Let me step through the analysis.
- You are searching for street address that starts with the given string, correct?
WHERE street LIKE 'Count%'
, together with INDEX(street)
is reasonably optimal. No separate table, no JSON, no initial letter, etc.
LIMIT 10
will find the first 10 such items efficiently. Note: Adding an ORDER BY
could wreck performance.
SELECT street
finds the result in the index's B+Tree
. Since this is all you need, use it. SELECT <<some columns>>
or SELECT *
has to do an extra action to get the other column(s).
Such an index will drill down the B+Tree to the first occurrence of "Count...", then it will scan forward from there. Even if the dataset cannot be cached in RAM, there would be effectively only one disk hit, which would take millisecond(s). If you need extra columns, then the extra action would probably require 10 more disk hits (due to LIMIT 10
).
So, it is important that the INDEX
contain exactly what you need to receive for the autosuggest.
ORDER BY
would be OK only if you say ORDER BY street
(or ORDER BY street DESC
). Otherwise, it must find the thousands (millions?) of streets starting with "count", sort this list, then deliver 10.

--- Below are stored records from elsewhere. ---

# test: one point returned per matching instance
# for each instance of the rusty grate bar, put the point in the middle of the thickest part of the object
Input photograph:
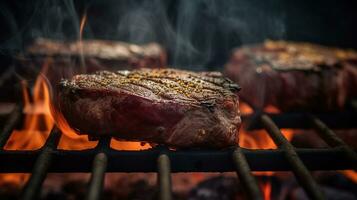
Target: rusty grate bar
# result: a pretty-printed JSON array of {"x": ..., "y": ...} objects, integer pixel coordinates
[
  {"x": 39, "y": 171},
  {"x": 332, "y": 139},
  {"x": 12, "y": 121},
  {"x": 14, "y": 161},
  {"x": 245, "y": 175},
  {"x": 164, "y": 177},
  {"x": 99, "y": 168},
  {"x": 302, "y": 174}
]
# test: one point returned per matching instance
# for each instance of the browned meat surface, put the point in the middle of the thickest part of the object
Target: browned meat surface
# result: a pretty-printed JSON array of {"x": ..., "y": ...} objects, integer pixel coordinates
[
  {"x": 294, "y": 76},
  {"x": 100, "y": 54},
  {"x": 181, "y": 109}
]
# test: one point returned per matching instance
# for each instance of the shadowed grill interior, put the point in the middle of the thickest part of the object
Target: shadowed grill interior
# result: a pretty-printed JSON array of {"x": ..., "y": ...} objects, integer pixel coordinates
[{"x": 102, "y": 158}]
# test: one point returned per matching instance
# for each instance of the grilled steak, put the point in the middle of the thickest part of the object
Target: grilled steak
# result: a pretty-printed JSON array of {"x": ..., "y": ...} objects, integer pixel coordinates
[
  {"x": 181, "y": 109},
  {"x": 294, "y": 76},
  {"x": 99, "y": 54}
]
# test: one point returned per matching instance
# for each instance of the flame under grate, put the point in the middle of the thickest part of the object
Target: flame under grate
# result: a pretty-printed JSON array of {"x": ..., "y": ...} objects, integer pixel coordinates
[{"x": 103, "y": 158}]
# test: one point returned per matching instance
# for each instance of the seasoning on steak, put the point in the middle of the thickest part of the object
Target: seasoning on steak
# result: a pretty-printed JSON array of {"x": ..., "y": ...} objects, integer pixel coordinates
[
  {"x": 294, "y": 76},
  {"x": 181, "y": 109},
  {"x": 99, "y": 54}
]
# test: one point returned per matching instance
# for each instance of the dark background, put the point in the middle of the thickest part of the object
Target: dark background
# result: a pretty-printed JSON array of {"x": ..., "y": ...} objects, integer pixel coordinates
[{"x": 198, "y": 34}]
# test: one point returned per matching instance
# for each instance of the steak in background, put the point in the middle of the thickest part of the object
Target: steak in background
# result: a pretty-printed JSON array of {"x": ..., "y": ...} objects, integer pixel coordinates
[
  {"x": 294, "y": 76},
  {"x": 99, "y": 54},
  {"x": 178, "y": 108}
]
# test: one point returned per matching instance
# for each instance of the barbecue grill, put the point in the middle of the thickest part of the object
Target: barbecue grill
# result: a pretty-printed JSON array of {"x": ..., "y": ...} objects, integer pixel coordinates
[
  {"x": 102, "y": 158},
  {"x": 164, "y": 161}
]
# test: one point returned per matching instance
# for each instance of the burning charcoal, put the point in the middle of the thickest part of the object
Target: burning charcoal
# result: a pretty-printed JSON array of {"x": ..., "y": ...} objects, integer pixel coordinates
[{"x": 294, "y": 76}]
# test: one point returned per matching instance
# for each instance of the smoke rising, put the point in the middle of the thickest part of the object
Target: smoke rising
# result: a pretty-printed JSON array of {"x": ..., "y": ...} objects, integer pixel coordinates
[{"x": 197, "y": 34}]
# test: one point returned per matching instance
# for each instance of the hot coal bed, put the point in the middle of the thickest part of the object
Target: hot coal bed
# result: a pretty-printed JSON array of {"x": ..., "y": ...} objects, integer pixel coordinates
[{"x": 103, "y": 159}]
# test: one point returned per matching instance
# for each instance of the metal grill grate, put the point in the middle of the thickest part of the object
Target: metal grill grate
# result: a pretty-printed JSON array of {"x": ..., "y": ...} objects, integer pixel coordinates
[{"x": 103, "y": 159}]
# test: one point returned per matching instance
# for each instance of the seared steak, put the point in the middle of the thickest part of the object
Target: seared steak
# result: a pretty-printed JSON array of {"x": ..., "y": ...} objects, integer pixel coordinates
[
  {"x": 294, "y": 76},
  {"x": 99, "y": 54},
  {"x": 178, "y": 108}
]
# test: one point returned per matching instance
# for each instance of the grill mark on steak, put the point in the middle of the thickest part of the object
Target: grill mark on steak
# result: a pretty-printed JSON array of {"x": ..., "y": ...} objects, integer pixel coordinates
[
  {"x": 294, "y": 75},
  {"x": 113, "y": 103}
]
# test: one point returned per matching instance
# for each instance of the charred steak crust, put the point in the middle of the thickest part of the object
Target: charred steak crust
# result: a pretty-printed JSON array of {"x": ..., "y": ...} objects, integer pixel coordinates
[
  {"x": 294, "y": 75},
  {"x": 98, "y": 54},
  {"x": 178, "y": 108}
]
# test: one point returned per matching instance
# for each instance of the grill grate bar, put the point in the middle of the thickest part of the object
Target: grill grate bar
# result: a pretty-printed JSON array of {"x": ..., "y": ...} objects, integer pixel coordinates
[
  {"x": 10, "y": 125},
  {"x": 164, "y": 177},
  {"x": 245, "y": 175},
  {"x": 301, "y": 172},
  {"x": 13, "y": 161},
  {"x": 332, "y": 139},
  {"x": 39, "y": 171},
  {"x": 99, "y": 168}
]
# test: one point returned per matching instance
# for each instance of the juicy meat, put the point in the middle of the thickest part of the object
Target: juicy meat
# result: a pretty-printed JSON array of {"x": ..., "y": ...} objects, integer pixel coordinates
[
  {"x": 99, "y": 54},
  {"x": 294, "y": 76},
  {"x": 178, "y": 108}
]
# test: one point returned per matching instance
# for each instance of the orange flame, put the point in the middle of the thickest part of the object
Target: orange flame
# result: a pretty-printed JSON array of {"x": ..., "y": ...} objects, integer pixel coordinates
[
  {"x": 266, "y": 188},
  {"x": 82, "y": 24}
]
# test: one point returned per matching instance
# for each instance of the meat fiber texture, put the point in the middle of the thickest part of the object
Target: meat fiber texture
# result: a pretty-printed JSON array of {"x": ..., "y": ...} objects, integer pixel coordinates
[
  {"x": 98, "y": 54},
  {"x": 294, "y": 76},
  {"x": 180, "y": 109}
]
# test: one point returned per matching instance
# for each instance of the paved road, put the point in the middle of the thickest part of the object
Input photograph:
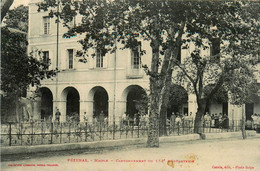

Based on that analysis, the "minimum of 3 characters" is not important. However, my UI gut feeling is that 3 is reasonable.
Oh, another issue. Since there is probably "1 Main St" in thousands of towns, auto select for "Main" is likely to show 10 copies of the same "1 Main St".
Oh, I have not handled something that you imply from you example. street
includes the street number. Or maybe you have two columns -- street_name
(useful for searching) and street_number
. So...
Have two columns:
- One for autosuggest ("Main St")
- One for display ("1 Main St, Acron OH")
Then have INDEX(auto_suggest, display)
. This will give you the efficiency of minimal effort to get the autosuggest values, but allows equally efficient display of the full address.
But that still has the problem of dup addresses. OK, I am now forced to recommend an extra table. It would contain all the unique street names, no street_number, etc.
CREATE TABLE AutoSuggest (
street VARCHAR(99) NOT NULL,
PRIMARY KEY(street)
) ENGINE=InnoDB;
Note that, in MySQL, a PRIMARY KEY
is a B+Tree index clustered with the data and is UNIQUE
. This table might be about 1GB for 200M addresses, after compensating for dups, overhead, etc. After your app has run for some time, most of the table would be cached in the buffer_pool. This makes the typical autosuggest lookup be about 1 millisecond.
But, that only give you the street name, not the address, etc. Perhaps you want a second column called full_street
(and change to PRIMARY KEY(street, full_street)
):
INSERT INTO AutoSuggest (street, full_street)
VALUES
("Main St", "1 Main St");
This provides most of the benefits and few of the drawbacks mentioned before.
Ponder my comments with the idea of tradeoffs between your two goals:
- Fast autosuggest;
- What the UI presents during the autosuggest.